Stone's journey to recovering the names began a year-and-a-half ago, during the Waitangi Tribunal's Military Veterans Kaupapa Inquiry. He was there to present evidence about his great uncle, Private Dooley Swann from Manutuke, a settlement to the west of Gisborne, who also never received his war medal.
"I was sitting with my dad one day and I said to him, 'Our uncle could not have been the only soldier from the whole East Coast who never got his medals'," he said.
"So I wrote in to the medals department and requested the files from Muriwai and Manutuke [both near Gisborne], which is where he was from, and sure enough he wasn't."
Stone eventually found two soldiers from Manutuke and two soldiers from Muriwai who never received their medals.
He decided to search even further, and requested the files for soldiers across all four Māori Battalion Companies.
He and his team looked through 103 files before realising they wouldn't be able to look through all 3600 files on their own.
"I wrote a memorandum to the chief judge of the Waitangi Tribunal to let him know I'd looked through 103 files and found 17 soldiers who had not received their medals, but that I couldn't look at every file.
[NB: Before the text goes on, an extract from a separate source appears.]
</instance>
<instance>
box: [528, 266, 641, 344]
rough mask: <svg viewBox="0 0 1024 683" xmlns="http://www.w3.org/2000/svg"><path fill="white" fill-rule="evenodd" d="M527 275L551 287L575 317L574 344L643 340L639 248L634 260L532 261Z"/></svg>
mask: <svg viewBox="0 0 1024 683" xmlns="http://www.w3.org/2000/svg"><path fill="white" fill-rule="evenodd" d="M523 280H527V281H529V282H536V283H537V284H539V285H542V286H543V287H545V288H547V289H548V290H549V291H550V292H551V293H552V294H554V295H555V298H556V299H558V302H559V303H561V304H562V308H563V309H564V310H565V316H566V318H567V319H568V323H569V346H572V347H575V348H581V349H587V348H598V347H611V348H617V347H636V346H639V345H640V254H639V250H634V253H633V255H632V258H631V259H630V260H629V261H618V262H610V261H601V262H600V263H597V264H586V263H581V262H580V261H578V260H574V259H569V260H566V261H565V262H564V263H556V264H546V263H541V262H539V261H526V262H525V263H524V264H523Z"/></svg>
I proposed that he ask the Crown to do the research," he said.
"The Crown eventually came back saying that the Māori Battalion have a huge legacy, and all that sort of stuff, but they ended off declining the request. I was flabbergasted, and massively disappointed about that."
But Stone didn't give up. Instead, he decided to focus on soldiers who served in the battalion's C Company.
"We went through every file, from village to village, throughout the whole of the East Coast. We literally just finished two weeks ago," he said.
"The medals department triple checked our names, and we now have 134." Stone said there were a range of reasons soldiers never received medals.
"One of the reasons that I got from one of the children of these soldiers is that it was a tikanga issue. Soldiers felt as though the medals needed to be presented to them face to face, kanohi ki te kanohi, but the policy of the time was that you needed to write in to request your medals, and they would be sent out to you in the post.
"That's one of the reasons."
Stone will be at the C Company Memorial House in Gisborne from Wednesday 9 September to Friday 11 September with forms for descendants to fill out if they wish to claim a medal. He is working with the New Zealand Defence Force to organise a formal ceremony where the medals will be returned.